Josh’s Smoked Stuffed BBQ Chicken Meatloaf Recipe
Ingredients
170 g Chickenstuffing mix
1 Tablespoon 2 Gringos Chupacabra Cluckalious seasoning
1 large sweet onion finely chopped
900 g ground chicken breast
2 large eggs
¾ cup favourite BBQ sauce 450 g Sausage
Cheese stuffing inside the loaf
140 g smoked Gouda shredded
140 g Colby
5 strips precooked bacon
¼ cup green onion tops
For the top
12 partial slices raw, thick-cut applewood smoked bacon
A sprinkle of Chuckalious seasoning
BBQ enough to brush over bacon
Preparation
- Preheat your smoker to 135°C with a blend of maple, hickory, and cherry wood chips.
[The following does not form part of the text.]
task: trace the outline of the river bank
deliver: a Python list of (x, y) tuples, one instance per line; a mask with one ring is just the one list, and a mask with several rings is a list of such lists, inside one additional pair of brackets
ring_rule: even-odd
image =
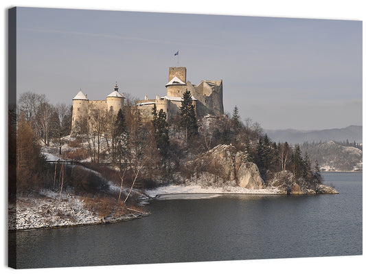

- In a large food processor, add stuffing, Cluckalious seasoning, sweet onion, and then blend on high for about 30 to 45 seconds until very small pieces and uniformly blended.
- Now add eggs, and chicken breast, and continue to pulse until very well blended (45 seconds to a minute). You may have to use a spatula to scrape down sides.
- In a stand mixer (or using a hand mixer) and very large mixing bowl, add chicken mixture and sausage mixture. Blend until evenly combined.
- Spread mixture on a large piece of parchment or waxed paper (at least 40 cm long) and spray with non-cook cooking spray. Spread mixture approximately into a rectangle. (Look at the size of the loaf pan you are going to put it in to judge the width and remember it will widen as you roll it up).
- Top with cheese, pre-cooked bacon, and green onions.
- Carefully roll the mixture, using the parchment or wax paper to help roll (it will be too wet to roll by hand).
- Make a double-thick foil sling for the loaf pan so you will be able to lift the loaf out.
- Now get it into the pan, this is a little tricky, move as fast as you can to get it in there. Re-shape the top as needed.
- Cut the 12 strips of bacon to the width of the pan, Overlap each strip about 1.2 cm and tuck the ends down the side of the pan with a spatula. Sprinkle with Cluckalious seasoning. You can use the extra bacon for whatever you like.
- Place on smoker rack with pan under rack to catch drippings.
- Smoke for about 3 hours and 15 minutes and then brush BBQ sauce over bacon to your preference. Smoke for another 1 hour and 15 minutes. Internal temp should be 75°C.
- Let rest for at least 15 minutes. Once rested, carefully lift it out with foil sling slice and enjoy.